Hamelin ouvre ce programme avec des Variations sur un thème de Paganini où, comme tant d’autres avant lui -dont Brahms, Rachmaninov et Lutoslawski- le point de départ est le fameux 24e Caprice du violoniste génois. Après une exposition agrémentée de forces syncopes jazzifiantes, Hamelin va faire preuve d’une virtuosité phénoménale. Cela ne vaut pas seulement pour les passages où le pianiste maîtrise sans peine de terrifiantes avalanches de notes, mais aussi pour ceux qui requièrent un irréprochable mécanisme comme ces Variations 7 à 10 où il tricote inlassablement sans la moindre crispation. On appréciera la Onzième variation où un mystère debussyste se mélange à des parfums de jazz. Après les échos Bartókiens de la Douzième, la Treizième variation est romantique à souhait avec son évocation de la 18e des Variations sur un thème de Paganini de Rachmaninov à laquelle s’ajoutent de redoutables contrechants à la main gauche. L’oeuvre se clôture sur un « Alla giga » pince-sans-rire.

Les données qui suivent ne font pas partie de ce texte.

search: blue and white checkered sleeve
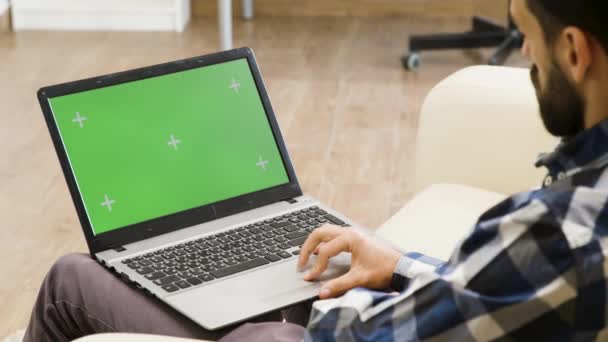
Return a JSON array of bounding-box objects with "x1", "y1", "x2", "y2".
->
[
  {"x1": 390, "y1": 252, "x2": 445, "y2": 292},
  {"x1": 304, "y1": 199, "x2": 578, "y2": 341}
]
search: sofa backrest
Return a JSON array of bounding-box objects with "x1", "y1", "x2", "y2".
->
[{"x1": 414, "y1": 66, "x2": 558, "y2": 195}]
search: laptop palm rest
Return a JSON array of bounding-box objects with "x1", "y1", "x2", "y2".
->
[{"x1": 165, "y1": 255, "x2": 350, "y2": 330}]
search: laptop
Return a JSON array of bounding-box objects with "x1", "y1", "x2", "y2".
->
[{"x1": 37, "y1": 47, "x2": 358, "y2": 330}]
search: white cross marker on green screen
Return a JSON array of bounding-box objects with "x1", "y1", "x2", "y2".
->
[
  {"x1": 229, "y1": 78, "x2": 241, "y2": 94},
  {"x1": 72, "y1": 112, "x2": 87, "y2": 128},
  {"x1": 101, "y1": 194, "x2": 115, "y2": 212},
  {"x1": 256, "y1": 155, "x2": 269, "y2": 171},
  {"x1": 168, "y1": 134, "x2": 181, "y2": 150}
]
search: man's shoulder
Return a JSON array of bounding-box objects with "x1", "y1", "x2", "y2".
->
[
  {"x1": 473, "y1": 182, "x2": 607, "y2": 242},
  {"x1": 526, "y1": 180, "x2": 608, "y2": 250},
  {"x1": 534, "y1": 174, "x2": 608, "y2": 221}
]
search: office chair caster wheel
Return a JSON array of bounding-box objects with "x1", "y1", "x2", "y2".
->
[{"x1": 402, "y1": 53, "x2": 421, "y2": 70}]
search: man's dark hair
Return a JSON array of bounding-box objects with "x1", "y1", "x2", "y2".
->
[{"x1": 526, "y1": 0, "x2": 608, "y2": 53}]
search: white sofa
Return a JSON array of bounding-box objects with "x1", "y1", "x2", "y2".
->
[
  {"x1": 73, "y1": 65, "x2": 558, "y2": 341},
  {"x1": 376, "y1": 65, "x2": 557, "y2": 260}
]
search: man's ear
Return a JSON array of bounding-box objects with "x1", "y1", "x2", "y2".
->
[{"x1": 560, "y1": 27, "x2": 592, "y2": 83}]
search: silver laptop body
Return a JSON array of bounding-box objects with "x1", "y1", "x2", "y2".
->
[
  {"x1": 38, "y1": 47, "x2": 355, "y2": 330},
  {"x1": 100, "y1": 196, "x2": 355, "y2": 329}
]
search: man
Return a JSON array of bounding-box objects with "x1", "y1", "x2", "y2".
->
[{"x1": 24, "y1": 0, "x2": 608, "y2": 340}]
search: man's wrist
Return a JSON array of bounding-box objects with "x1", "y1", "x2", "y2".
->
[
  {"x1": 390, "y1": 272, "x2": 409, "y2": 292},
  {"x1": 381, "y1": 250, "x2": 402, "y2": 288},
  {"x1": 389, "y1": 253, "x2": 446, "y2": 292},
  {"x1": 389, "y1": 255, "x2": 410, "y2": 292}
]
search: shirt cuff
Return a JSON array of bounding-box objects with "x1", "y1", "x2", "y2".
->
[{"x1": 390, "y1": 252, "x2": 445, "y2": 292}]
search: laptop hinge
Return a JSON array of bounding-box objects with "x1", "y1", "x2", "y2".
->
[{"x1": 285, "y1": 198, "x2": 298, "y2": 204}]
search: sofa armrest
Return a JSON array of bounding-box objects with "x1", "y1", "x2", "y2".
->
[
  {"x1": 376, "y1": 184, "x2": 506, "y2": 261},
  {"x1": 73, "y1": 333, "x2": 208, "y2": 342}
]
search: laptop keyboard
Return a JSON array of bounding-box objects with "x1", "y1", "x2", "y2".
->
[{"x1": 120, "y1": 206, "x2": 348, "y2": 294}]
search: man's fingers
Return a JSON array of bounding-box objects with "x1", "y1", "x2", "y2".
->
[
  {"x1": 319, "y1": 271, "x2": 361, "y2": 299},
  {"x1": 298, "y1": 225, "x2": 343, "y2": 269},
  {"x1": 303, "y1": 236, "x2": 349, "y2": 281}
]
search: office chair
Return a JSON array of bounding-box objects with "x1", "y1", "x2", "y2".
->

Si le bref My feelings about chocolate (où l’on retrouve des échos de Satie et de Morton Feldman) et le très statique et brumeux Meditation on Laura n’ajouteront sans doute pas grand-chose à la gloire du pianiste-compositeur, le reste de l’album ne déçoit pas. Les six mouvements de la Suite à l’ancienne offrent une espèce de néo-Bach déstructuré où l’on appréciera la délicatesse de l’Air avec agréments et ses excursions dans l’extrême-aigu du clavier, la finesse de la Gavotte comme la liberté et la virtuosité de la Gigue conclusive.

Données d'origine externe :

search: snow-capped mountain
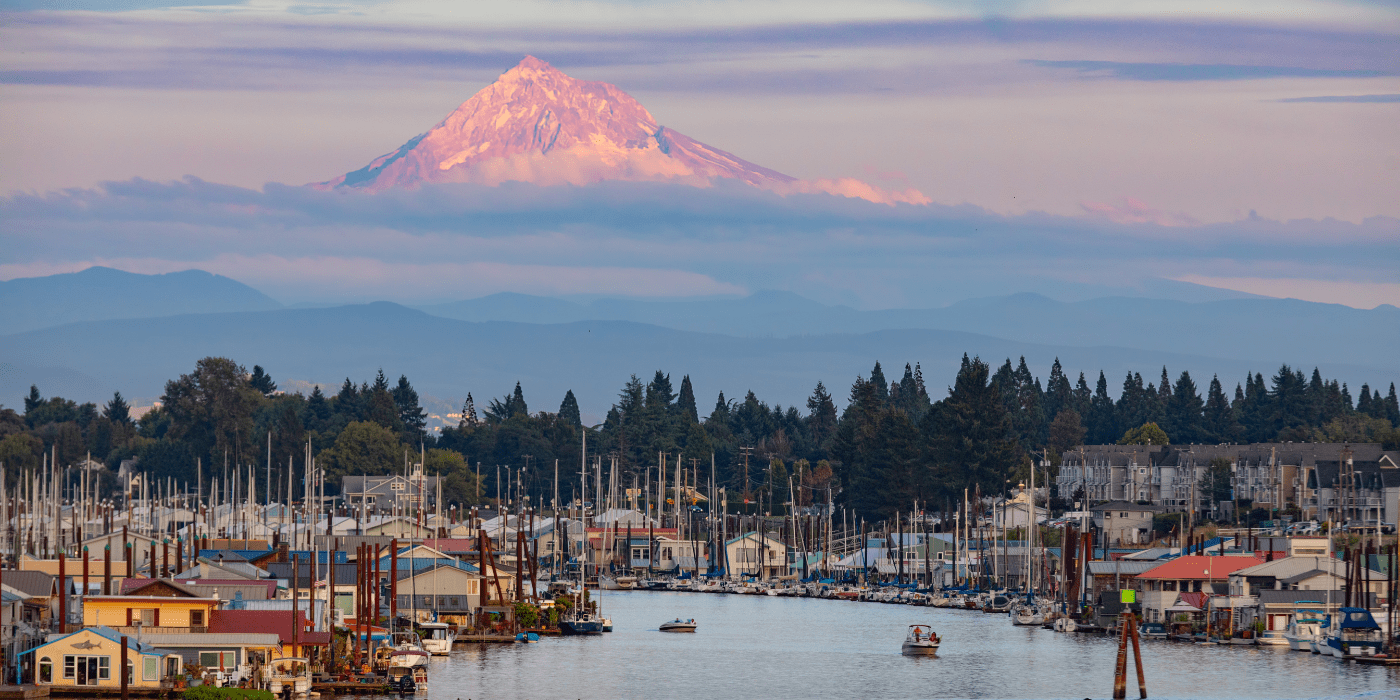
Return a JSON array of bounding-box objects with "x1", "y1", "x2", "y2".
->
[{"x1": 316, "y1": 56, "x2": 927, "y2": 205}]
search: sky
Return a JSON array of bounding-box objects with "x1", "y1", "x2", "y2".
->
[{"x1": 1, "y1": 0, "x2": 1398, "y2": 308}]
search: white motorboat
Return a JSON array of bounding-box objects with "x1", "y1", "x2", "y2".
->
[
  {"x1": 599, "y1": 573, "x2": 637, "y2": 590},
  {"x1": 418, "y1": 621, "x2": 455, "y2": 656},
  {"x1": 1283, "y1": 602, "x2": 1326, "y2": 651},
  {"x1": 660, "y1": 618, "x2": 698, "y2": 632},
  {"x1": 1323, "y1": 607, "x2": 1383, "y2": 658},
  {"x1": 1138, "y1": 622, "x2": 1168, "y2": 639},
  {"x1": 386, "y1": 665, "x2": 428, "y2": 693},
  {"x1": 901, "y1": 624, "x2": 940, "y2": 655}
]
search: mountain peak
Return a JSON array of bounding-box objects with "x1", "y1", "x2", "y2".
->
[
  {"x1": 315, "y1": 56, "x2": 929, "y2": 205},
  {"x1": 500, "y1": 55, "x2": 561, "y2": 82}
]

La Barcarolle réussit à évoquer tour à tour l’atmosphère de l’Ondine de Ravel, le statisme hypnotique si particulier de Morton Feldman mais aussi le Liszt tardif et dépouillé des énigmatiques La lugubre gondola I et II.
La très brève Variation diabolique sur des thèmes de Beethoven (2’22) développe de façon très spirituelle les trois premières notes de la valse de Diabelli qui sert de base aux fameuses Variations Diabelli du maître de Bonn, et fait également entendre le « Notte e giorno faticar » du Don Giovanni de Mozart que cite aussi Beethoven.
La Pavane variée prend pour base la célèbre chanson renaissance Belle qui tiens ma vie de Thoinot Arbeau qui sert ici de prétexte à neuf variations d’une ébouriffante virtuosité. La Cinquième est une espèce de Toccata à la Prokofiev, alors que la Septième nous amène dans de douces brumes. La Neuvième et dernière variation fait entendre des lambeaux du thème alors que la musique semble se figer.
La Chaconne est à nouveau d’une très grande virtuosité et fait souvent preuve d’une rigueur, voire d’une rudesse, un peu bartokienne.
Le dernier mouvement est marqué par de beaux passages en accords, où l’on voit qu’Hamelin connaît bien son Rachmaninov (mais nulle part dans ces compositions les références du compositeur ne débouchent sur des copies serviles).
Marc-André Hamelin clôture cet enregistrement par une Toccata sur l’Homme armé où la chanson du XIVème siècle est traitée avec beaucoup d’imagination et de souplesse.
On l’aura compris, voici un disque qui ne manquera pas de fasciner tous les amateurs de pianisme hors du commun et où un interprète à la virtuosité apparemment sans limites s’avère aussi être un compositeur de talent. Il ne reste qu’à espérer que d’autres pianistes audacieux s’attaqueront à ce répertoire de qualité et aux considérables défis musicaux et techniques qu’il pose.